A veces me resulta difícil conservar la serenidad en medio de tantas preocupaciones y contratiempos. Caigo en la desesperación, afectando a los demás con mi impaciencia. Se acostumbran al mal humor, al trato brusco, a los apuros y los malos modos. Viven esclavos de mis tensiones. Es cierto que no es fácil tras la enfermedad mantener la calma, la sangre fría, el buen tono, la palabra mesurada cuando se tienen que resolver cientos de cosas casi simultáneamente. Pero tampoco es imposible.
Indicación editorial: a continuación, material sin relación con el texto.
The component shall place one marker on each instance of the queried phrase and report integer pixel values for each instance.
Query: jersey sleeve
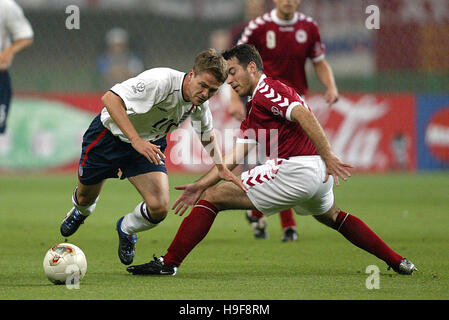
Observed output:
(317, 48)
(18, 25)
(278, 100)
(201, 119)
(141, 93)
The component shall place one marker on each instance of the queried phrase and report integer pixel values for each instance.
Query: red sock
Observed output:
(287, 219)
(192, 230)
(257, 214)
(357, 232)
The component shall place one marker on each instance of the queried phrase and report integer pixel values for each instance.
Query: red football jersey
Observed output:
(285, 46)
(268, 121)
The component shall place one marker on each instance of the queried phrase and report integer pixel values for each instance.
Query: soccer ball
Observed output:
(65, 263)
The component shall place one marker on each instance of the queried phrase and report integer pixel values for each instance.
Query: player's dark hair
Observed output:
(211, 61)
(245, 53)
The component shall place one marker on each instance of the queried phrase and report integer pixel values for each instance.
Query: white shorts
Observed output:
(297, 183)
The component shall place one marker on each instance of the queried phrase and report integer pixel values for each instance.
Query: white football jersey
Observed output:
(13, 24)
(155, 105)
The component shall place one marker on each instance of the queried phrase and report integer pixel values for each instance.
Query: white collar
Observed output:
(261, 79)
(281, 22)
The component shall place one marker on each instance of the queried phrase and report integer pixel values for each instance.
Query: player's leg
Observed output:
(154, 189)
(359, 234)
(95, 166)
(195, 227)
(5, 99)
(149, 213)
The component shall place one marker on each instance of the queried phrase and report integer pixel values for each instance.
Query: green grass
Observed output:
(409, 211)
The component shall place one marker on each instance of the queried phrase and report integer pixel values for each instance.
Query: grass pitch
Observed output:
(409, 211)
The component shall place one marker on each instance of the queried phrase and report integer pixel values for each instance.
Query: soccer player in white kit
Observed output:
(16, 34)
(129, 136)
(299, 175)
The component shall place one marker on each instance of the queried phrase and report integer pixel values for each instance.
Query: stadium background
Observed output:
(393, 112)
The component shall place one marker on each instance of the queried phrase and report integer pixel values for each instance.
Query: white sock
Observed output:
(85, 210)
(138, 220)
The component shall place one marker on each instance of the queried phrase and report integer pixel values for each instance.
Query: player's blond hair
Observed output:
(213, 62)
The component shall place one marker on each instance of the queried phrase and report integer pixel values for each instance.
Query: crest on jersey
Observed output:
(301, 36)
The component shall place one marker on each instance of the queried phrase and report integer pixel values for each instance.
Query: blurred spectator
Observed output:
(118, 63)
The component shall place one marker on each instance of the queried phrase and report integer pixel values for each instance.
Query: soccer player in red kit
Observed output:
(285, 40)
(300, 175)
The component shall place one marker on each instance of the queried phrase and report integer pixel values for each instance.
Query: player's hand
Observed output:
(151, 151)
(190, 196)
(331, 96)
(225, 174)
(337, 169)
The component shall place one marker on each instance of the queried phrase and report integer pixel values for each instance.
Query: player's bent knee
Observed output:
(85, 199)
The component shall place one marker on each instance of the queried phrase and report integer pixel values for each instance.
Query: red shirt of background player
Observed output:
(285, 46)
(268, 110)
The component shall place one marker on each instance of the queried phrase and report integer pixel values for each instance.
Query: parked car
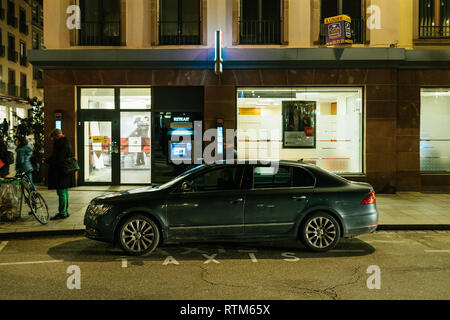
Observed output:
(240, 202)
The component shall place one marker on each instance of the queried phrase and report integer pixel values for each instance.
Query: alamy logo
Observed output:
(374, 281)
(74, 280)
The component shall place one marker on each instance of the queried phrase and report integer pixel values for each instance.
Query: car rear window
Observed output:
(269, 177)
(302, 178)
(327, 179)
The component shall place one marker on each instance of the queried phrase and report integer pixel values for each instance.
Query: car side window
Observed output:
(270, 177)
(302, 178)
(226, 178)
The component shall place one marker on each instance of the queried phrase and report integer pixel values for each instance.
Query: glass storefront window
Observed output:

Hoy veo que las cosas se van serenando, los pequeños proyectos se van cumpliendo y las palabras se acomodan al calor del amor. Aprendiendo estoy a volver a gozar de la alegría ajena. El reconocer y disfrutar la alegría ajena me ayuda a asumir los propios problemas con decisión y entereza. También el descubrir las cruces del vecino (en estos días pasados Haití) me llevan a relativizar las propias.
Para esto, la vida de oración constante, el ejercicio de una comunicación con el Señor en el centro, resulta mi mejor medicina. Encontrarme con Dios en la oración me hace liberarme de los sinsabores de la vida y no esclava de ella.
Voy conquistando el control de mis emociones, sabiduría y fortaleza ante las adversidades y amplitud de criterio para afrontarlas con serenidad. Este es un último para mi alma en calma. En paz.